Nałożyłam fedorę na głowę, poprawiłam beżową torebkę na ramieniu i wyszłam z mieszkania. Gdy znalazłam się przed budynkiem, spojrzałam w górę, na niebo. Było bezchmurne i rażąco błękitne. Dzień zapowiada się dobrze – przemknęło mi przez głowę.

Ruszyłam do sklepu odzieżowego, w którym pracowałam od ponad pół roku. Zawsze lubiłam przejść się te piętnaście minut, niż zmarnować kilka, nawet jeśli naprawdę było to tylko kilka, dolarów na taksówkę. Najbardziej uwielbiałam przechodzić przez park, który właśnie o tej godzinie, dokładnie o ósmej piętnaście rano, rozbrzmiewał śpiewem ptaków.

Weszłam do środka i obróciłam zawieszkę z napisem „ZAMKNIĘTE" na „OTWARTE". Przez kilka dni miałam być szefową zakładu, ponieważ pani McDubbly wyjechała ze swoim mężem na tydzień na Hawaje. Westchnęłam z rozmarzeniem, bo i ja chętnie wybrałabym się na urlop. Nawet dwudniowy.

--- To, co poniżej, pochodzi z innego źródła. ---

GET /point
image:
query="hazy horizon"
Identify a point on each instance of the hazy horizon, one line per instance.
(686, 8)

Kończąc rozmyślania, odłożyłam torebkę za kontuar i poszłam na zaplecze. Tam znalazłam list od mojej pracodawczyni, który opisywał dzisiejsze dostawy i zamówienia klientów. Sama do siebie skinęłam głową, po czym przyczepiłam kartkę na tablicę korkową.

Od dobrych piętnastu minut układałam właśnie zlecenia, kiedy usłyszałam dzwoneczek u drzwi. Szybko podniosłam się i wróciłam do głównego pomieszczenia.

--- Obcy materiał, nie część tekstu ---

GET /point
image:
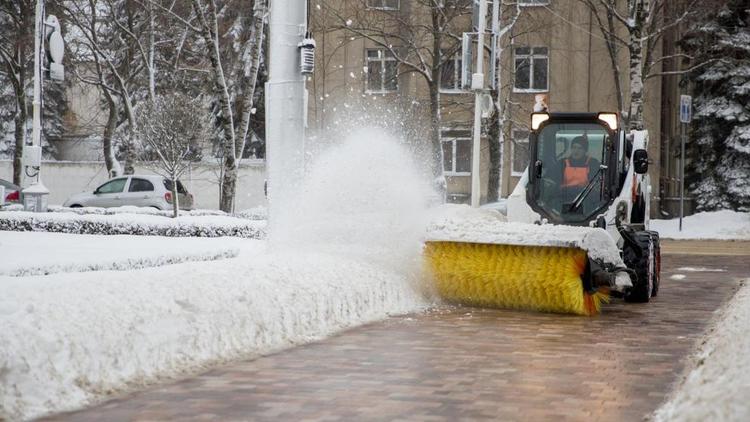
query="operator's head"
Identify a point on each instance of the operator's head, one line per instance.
(579, 146)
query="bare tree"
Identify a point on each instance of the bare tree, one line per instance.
(644, 23)
(16, 47)
(170, 132)
(113, 45)
(233, 51)
(421, 40)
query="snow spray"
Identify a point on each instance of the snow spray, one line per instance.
(363, 198)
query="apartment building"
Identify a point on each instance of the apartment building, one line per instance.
(552, 48)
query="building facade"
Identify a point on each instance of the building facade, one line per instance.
(371, 54)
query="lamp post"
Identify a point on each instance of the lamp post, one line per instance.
(35, 195)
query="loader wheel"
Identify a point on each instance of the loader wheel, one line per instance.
(641, 258)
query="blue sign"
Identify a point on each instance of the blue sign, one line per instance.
(686, 108)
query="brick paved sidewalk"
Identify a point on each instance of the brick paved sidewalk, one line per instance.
(463, 364)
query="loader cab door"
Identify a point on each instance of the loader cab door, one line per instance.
(573, 168)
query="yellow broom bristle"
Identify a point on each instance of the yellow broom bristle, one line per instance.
(509, 276)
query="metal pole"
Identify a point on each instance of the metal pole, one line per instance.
(285, 103)
(682, 171)
(477, 84)
(36, 126)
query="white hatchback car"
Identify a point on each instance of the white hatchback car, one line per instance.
(133, 190)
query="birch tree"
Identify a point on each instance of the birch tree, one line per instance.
(233, 53)
(421, 41)
(170, 132)
(643, 24)
(113, 44)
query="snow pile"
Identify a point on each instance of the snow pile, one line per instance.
(37, 253)
(718, 384)
(256, 213)
(348, 252)
(137, 224)
(725, 224)
(461, 223)
(70, 339)
(128, 209)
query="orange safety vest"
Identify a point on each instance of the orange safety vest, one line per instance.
(575, 176)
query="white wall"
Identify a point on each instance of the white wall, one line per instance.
(64, 178)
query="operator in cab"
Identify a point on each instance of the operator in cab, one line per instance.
(579, 167)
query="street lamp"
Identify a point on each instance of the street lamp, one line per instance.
(35, 196)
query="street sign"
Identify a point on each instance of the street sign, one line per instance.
(686, 108)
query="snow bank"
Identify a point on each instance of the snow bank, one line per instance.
(717, 385)
(461, 223)
(347, 251)
(70, 339)
(38, 253)
(130, 210)
(725, 224)
(137, 224)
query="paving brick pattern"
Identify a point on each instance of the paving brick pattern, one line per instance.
(454, 364)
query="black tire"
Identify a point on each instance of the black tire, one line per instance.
(641, 258)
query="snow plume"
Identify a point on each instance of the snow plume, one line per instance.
(362, 198)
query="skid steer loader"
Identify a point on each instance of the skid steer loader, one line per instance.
(577, 228)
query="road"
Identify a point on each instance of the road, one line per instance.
(453, 363)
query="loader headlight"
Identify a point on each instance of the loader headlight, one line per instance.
(537, 119)
(610, 119)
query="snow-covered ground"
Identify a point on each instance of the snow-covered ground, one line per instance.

- Witam. W czym mogę służyć? – zapytałam, uśmiechając się i wychodząc naprzeciw klientowi. Ku mojemu zdziwieniu, znałam go. Znałam te platynowe włosy, oczy w kolorze popiołu, lekko piegowatą twarz, którą często wykrzywiał grymas niezadowolenia lub kpiący uśmiech.

Przede mną stał właśnie Draco Malfoy.

Nie, to niemożliwe. Nie zniżyłby się tak i nie przyszedł do mugolskiego świata. Po prostu ten facet jest do niego podobny i tyle.

- Jestem Ivan Bishop.

Nazwisko z zamówienia – pomyślałam.

- Jestem tu po złożone dwa dni temu zamówienie.

- Oczywiście. Proszę chwilkę zaczekać – powiedziałam tylko i wróciłam na zaplecze. Sięgnęłam po zlecenie klienta, po czym kilka kroków przed wyjściem zatrzymałam się. Musiałam odetchnąć, zanim miałam się znów z nim zobaczyć. Jeden, dwa ,trzy… Odliczyłam do dziesięciu, po czym wyszłam, nakładając na twarz maskę ze sztucznym uśmiechem. – Czarny garnitur, krawat i biała koszula, zgadza się? – zapytałam, czytając co pisze na paczce. Blondyn potaknął.

Cholera, cholera! Wciąż przypominał mi Malfoya, ale nie zachowywał się jak on. Wydawał się… miły. Odetchnęłam i spojrzałam na klienta, w tym samym momencie ściągając kapelusz. Potargałam sobie lekko włosy i odłożyłam fedorę na bok.

- Czy coś jeszcze?

- Można tak powiedzieć – mruknął, opierając się o blat. Uśmiechnął się lekko. Ten uśmiech wyglądał jakby był lekko… pokpiwający? – Dasz zaprosić się na kawę?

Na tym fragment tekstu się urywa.